The method is demonstrated in a live setup where YouTube videos are reenacted in real time. The approach is compared against state-of-the-art reenactment methods, which it outperforms in terms of video quality and runtime. The key contributions include dense, global non-rigid model-based bundling, accurate tracking, appearance, and lighting estimation in unconstrained live RGB video, person-dependent expression transfer using subspace deformations, and a novel mouth synthesis approach.

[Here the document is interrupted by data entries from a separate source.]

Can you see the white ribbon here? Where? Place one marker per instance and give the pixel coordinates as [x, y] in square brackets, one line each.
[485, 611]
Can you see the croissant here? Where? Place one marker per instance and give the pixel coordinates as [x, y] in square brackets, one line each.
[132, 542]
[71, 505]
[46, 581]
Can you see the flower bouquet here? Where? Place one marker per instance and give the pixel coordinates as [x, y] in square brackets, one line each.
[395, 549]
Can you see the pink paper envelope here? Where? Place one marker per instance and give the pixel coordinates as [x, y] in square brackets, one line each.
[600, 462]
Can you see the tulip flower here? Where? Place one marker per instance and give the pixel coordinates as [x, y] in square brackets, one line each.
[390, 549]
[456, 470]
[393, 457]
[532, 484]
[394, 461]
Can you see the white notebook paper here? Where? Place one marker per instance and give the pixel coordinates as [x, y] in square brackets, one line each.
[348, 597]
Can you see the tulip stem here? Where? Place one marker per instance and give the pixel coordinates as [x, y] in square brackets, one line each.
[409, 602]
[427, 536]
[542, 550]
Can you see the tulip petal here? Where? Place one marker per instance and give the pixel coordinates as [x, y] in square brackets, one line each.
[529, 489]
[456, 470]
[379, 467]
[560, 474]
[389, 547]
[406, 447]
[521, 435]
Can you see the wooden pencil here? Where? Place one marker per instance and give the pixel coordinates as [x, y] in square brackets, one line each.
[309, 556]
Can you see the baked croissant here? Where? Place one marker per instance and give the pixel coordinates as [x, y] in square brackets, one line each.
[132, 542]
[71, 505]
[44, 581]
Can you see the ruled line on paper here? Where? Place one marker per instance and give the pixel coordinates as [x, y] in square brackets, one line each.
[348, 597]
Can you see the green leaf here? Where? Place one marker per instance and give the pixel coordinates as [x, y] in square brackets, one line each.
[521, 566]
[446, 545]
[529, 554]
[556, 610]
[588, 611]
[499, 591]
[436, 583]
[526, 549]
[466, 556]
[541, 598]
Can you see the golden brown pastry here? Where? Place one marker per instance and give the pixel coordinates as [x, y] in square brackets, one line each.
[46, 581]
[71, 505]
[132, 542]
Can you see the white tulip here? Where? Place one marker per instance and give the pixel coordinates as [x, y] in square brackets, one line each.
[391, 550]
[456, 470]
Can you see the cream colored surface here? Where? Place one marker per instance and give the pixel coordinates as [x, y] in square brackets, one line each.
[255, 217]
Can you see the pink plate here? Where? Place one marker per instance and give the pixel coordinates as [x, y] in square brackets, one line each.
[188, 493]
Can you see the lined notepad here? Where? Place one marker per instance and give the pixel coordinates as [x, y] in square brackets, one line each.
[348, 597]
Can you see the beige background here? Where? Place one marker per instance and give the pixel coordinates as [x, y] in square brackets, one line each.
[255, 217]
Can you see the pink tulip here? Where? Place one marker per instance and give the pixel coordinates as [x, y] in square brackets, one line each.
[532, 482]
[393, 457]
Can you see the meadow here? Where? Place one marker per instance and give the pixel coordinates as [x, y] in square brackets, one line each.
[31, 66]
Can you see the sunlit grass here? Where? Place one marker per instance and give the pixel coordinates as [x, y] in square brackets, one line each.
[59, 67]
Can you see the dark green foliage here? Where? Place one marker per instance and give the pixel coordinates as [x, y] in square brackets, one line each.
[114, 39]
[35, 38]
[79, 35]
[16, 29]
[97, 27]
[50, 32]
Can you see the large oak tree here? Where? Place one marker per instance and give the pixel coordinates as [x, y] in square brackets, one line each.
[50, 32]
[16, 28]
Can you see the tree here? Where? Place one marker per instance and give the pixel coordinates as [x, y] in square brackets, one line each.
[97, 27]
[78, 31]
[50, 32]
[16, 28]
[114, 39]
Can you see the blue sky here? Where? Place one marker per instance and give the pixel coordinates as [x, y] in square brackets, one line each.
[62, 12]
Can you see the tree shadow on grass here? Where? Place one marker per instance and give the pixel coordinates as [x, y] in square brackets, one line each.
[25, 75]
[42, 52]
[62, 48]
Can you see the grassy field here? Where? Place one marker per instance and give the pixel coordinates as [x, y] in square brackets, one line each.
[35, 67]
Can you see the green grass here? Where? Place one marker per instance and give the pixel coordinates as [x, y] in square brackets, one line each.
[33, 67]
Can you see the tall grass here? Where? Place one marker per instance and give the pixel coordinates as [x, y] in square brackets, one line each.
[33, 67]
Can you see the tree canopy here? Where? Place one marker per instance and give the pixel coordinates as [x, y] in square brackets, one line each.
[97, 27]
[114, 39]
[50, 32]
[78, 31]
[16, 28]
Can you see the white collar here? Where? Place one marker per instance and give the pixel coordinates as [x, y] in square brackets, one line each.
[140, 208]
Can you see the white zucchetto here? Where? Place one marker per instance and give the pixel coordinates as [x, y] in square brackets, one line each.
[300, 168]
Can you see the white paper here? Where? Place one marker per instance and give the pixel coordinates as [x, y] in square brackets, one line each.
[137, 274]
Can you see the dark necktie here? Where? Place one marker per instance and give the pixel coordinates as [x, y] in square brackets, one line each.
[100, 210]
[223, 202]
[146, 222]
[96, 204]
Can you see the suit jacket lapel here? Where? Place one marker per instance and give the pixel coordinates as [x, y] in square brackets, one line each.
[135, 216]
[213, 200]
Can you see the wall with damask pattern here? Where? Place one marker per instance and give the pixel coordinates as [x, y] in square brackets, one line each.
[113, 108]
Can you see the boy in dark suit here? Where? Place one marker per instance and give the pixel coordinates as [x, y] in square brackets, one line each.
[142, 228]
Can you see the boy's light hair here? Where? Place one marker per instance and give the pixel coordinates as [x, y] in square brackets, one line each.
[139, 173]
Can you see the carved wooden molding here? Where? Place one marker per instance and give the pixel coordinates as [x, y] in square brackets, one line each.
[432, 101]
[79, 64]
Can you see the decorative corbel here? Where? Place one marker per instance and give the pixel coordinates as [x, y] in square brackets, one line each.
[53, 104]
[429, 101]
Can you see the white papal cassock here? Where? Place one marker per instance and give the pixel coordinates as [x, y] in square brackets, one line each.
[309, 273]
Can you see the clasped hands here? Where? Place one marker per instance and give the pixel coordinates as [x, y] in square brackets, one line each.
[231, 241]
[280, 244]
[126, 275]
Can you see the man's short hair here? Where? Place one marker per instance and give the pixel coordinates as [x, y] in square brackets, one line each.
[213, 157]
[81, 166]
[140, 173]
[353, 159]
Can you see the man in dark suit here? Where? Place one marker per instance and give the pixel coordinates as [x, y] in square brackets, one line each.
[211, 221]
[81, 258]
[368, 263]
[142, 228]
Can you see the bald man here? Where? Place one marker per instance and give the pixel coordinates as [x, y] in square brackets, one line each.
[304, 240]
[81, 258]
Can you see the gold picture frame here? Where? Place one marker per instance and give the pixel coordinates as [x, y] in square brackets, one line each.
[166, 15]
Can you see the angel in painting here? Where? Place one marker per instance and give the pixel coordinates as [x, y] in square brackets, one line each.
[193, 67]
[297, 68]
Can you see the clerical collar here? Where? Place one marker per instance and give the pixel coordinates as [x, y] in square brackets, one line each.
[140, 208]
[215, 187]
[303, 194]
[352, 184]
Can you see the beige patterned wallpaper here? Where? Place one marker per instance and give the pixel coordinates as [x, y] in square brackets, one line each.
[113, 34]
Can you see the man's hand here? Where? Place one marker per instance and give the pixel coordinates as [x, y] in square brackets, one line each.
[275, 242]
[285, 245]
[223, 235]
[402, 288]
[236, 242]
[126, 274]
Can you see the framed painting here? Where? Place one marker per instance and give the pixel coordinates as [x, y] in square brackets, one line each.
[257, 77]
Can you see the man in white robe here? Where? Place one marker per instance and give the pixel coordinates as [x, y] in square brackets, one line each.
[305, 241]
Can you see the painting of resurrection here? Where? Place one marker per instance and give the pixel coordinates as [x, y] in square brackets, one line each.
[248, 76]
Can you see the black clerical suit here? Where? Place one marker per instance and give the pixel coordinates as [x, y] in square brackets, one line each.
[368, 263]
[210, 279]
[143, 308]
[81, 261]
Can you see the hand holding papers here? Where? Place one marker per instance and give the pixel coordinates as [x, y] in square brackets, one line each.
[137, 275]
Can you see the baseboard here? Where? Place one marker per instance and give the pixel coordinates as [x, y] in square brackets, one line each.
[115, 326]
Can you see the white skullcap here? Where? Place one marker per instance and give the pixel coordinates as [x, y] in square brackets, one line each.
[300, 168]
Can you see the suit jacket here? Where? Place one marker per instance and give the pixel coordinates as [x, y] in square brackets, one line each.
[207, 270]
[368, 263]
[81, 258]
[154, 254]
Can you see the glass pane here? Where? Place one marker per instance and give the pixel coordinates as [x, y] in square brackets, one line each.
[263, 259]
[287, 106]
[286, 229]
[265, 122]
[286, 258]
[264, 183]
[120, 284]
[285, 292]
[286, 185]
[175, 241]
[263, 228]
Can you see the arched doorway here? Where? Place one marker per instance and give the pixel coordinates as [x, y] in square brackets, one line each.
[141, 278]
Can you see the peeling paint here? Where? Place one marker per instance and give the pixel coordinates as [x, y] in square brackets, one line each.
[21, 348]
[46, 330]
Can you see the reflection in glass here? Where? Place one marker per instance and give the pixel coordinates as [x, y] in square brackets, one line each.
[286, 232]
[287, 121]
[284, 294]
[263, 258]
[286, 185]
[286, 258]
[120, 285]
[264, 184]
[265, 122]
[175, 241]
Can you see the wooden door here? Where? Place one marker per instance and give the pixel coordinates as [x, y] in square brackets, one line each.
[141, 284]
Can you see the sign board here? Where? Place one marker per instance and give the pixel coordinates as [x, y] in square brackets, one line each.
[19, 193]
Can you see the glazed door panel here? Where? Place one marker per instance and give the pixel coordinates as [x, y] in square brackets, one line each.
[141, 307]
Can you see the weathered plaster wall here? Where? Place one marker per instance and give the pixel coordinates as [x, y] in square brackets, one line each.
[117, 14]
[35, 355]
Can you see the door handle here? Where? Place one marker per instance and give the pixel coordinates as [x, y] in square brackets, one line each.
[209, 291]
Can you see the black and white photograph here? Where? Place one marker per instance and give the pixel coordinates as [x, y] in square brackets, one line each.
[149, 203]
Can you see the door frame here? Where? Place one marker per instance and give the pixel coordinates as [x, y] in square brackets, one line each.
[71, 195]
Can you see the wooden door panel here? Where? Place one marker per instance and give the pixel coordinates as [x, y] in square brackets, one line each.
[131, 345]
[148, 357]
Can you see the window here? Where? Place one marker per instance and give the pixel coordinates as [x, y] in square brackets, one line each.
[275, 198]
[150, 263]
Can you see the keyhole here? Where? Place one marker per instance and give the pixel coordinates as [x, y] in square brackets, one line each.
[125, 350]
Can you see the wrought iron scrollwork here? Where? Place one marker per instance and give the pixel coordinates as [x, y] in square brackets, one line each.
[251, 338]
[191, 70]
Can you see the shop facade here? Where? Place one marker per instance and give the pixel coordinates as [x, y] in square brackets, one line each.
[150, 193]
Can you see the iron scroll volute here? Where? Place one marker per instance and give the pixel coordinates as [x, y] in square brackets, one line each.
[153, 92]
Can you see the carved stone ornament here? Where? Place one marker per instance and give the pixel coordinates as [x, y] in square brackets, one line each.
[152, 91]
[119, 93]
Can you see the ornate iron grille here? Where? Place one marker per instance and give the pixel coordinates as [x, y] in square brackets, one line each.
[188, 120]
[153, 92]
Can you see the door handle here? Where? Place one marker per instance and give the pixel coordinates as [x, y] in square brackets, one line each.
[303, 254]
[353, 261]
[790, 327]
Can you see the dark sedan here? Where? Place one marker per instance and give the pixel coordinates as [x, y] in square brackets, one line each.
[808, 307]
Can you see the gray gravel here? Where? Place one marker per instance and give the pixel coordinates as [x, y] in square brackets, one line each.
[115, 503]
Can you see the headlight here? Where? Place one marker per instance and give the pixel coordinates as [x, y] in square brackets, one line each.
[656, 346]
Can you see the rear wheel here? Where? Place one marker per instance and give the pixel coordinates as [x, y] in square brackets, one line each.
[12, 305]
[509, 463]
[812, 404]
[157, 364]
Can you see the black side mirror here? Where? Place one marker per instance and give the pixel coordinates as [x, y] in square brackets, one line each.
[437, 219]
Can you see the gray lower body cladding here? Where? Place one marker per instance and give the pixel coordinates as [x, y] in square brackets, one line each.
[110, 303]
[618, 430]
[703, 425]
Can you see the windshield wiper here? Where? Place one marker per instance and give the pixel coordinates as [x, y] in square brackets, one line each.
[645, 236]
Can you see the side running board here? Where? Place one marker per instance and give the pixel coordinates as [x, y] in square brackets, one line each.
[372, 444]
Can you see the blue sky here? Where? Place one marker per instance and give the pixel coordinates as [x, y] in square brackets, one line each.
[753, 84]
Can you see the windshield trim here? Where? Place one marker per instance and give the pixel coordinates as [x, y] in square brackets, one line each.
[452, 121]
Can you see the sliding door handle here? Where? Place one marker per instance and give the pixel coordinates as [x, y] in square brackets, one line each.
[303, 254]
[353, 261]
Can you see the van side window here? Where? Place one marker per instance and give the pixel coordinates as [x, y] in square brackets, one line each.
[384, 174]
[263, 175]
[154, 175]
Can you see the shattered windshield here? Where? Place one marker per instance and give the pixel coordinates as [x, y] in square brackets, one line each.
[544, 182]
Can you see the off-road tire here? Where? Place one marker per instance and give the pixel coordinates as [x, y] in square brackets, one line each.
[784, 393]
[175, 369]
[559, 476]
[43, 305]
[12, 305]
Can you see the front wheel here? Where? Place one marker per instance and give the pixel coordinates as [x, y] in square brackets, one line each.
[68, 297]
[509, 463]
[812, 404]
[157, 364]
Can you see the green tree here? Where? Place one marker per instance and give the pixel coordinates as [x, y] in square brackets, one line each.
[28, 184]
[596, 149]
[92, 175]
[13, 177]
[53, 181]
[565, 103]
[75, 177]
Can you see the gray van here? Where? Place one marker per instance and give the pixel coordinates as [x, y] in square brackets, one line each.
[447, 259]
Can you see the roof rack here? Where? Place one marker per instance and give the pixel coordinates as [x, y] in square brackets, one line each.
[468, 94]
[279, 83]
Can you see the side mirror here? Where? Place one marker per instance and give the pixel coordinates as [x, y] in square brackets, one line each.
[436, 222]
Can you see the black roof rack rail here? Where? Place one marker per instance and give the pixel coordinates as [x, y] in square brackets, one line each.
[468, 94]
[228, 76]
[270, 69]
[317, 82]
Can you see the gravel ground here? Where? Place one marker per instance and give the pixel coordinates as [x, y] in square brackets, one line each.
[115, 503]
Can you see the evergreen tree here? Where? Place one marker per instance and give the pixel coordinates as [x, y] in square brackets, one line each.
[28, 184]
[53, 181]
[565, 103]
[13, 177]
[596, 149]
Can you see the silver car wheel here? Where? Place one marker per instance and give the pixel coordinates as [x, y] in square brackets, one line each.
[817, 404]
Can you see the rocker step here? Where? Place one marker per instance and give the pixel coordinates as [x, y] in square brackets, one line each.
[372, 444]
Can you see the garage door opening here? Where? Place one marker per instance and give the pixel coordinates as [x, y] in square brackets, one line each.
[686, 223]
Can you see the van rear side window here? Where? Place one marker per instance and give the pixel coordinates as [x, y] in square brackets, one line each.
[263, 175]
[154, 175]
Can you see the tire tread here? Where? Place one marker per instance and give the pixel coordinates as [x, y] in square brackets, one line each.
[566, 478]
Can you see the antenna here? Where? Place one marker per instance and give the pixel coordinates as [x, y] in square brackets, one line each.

The method uses a multi-linear PCA model to parametrize a face, with the first two dimensions representing facial identity and the third controlling facial expression. The synthesis of facial imagery is based on a statistical prior that assumes a multivariate normal probability distribution of shape and reflectance. The energy formulation includes data and prior terms, with the data term measuring photo-consistency and facial feature alignment, and the prior term enforcing statistical regularization.
A data-parallel optimization strategy is used to minimize the objective function in real-time. The method also includes non-rigid model-based bundling to estimate the identity of actors in monocular reconstruction. Expression transfer is achieved through subspace deformation transfer, which allows for fast real-time transfer rates. Mouth retrieval is performed using an appearance graph to find the best matching mouth frame, with a similarity metric based on geometric and photometric features.
The method is evaluated on a variety of target YouTube videos, demonstrating highly realistic reenactment results. The approach is compared to other reenactment methods, showing similar or better quality in terms of visual results and runtime. The method is able to preserve the identity of the target actor while altering the expression with respect to the source actor, leading to more plausible results. The method is also evaluated using cross-validation, showing a small mean photometric error in the self-reenactment of an actor.Face2Face: Real-time Face Capture and Reenactment of RGB Videos
This paper presents a novel approach for real-time facial reenactment of a monocular target video sequence. The source sequence is also a monocular video stream, captured live with a commodity webcam. The goal is to animate the facial expressions of the target video by a source actor and re-render the manipulated output video in a photo-realistic fashion. The method involves facial identity recovery from monocular video using non-rigid model-based bundling, facial expression tracking using a dense photometric consistency measure, and fast deformation transfer between source and target. The mouth interior that best matches the re-targeted expression is retrieved from the target sequence and warped to produce an accurate fit. The synthesized target face is then re-rendered on top of the corresponding video stream to seamlessly blend with the real-world illumination.
The method is demonstrated in a live setup where YouTube videos are reenacted in real time. The approach is compared against state-of-the-art reenactment methods, which it outperforms in terms of video quality and runtime. The key contributions include dense, global non-rigid model-based bundling, accurate tracking, appearance, and lighting estimation in unconstrained live RGB video, person-dependent expression transfer using subspace deformations, and a novel mouth synthesis approach.
The method uses a multi-linear PCA model to parametrize a face, with the first two dimensions representing facial identity and the third controlling facial expression. The synthesis of facial imagery is based on a statistical prior that assumes a multivariate normal probability distribution of shape and reflectance. The energy formulation includes data and prior terms, with the data term measuring photo-consistency and facial feature alignment, and the prior term enforcing statistical regularization.
A data-parallel optimization strategy is used to minimize the objective function in real-time. The method also includes non-rigid model-based bundling to estimate the identity of actors in monocular reconstruction. Expression transfer is achieved through subspace deformation transfer, which allows for fast real-time transfer rates. Mouth retrieval is performed using an appearance graph to find the best matching mouth frame, with a similarity metric based on geometric and photometric features.
The method is evaluated on a variety of target YouTube videos, demonstrating highly realistic reenactment results. The approach is compared to other reenactment methods, showing similar or better quality in terms of visual results and runtime. The method is able to preserve the identity of the target actor while altering the expression with respect to the source actor, leading to more plausible results. The method is also evaluated using cross-validation, showing a small mean photometric error in the self-reenactment of an actor.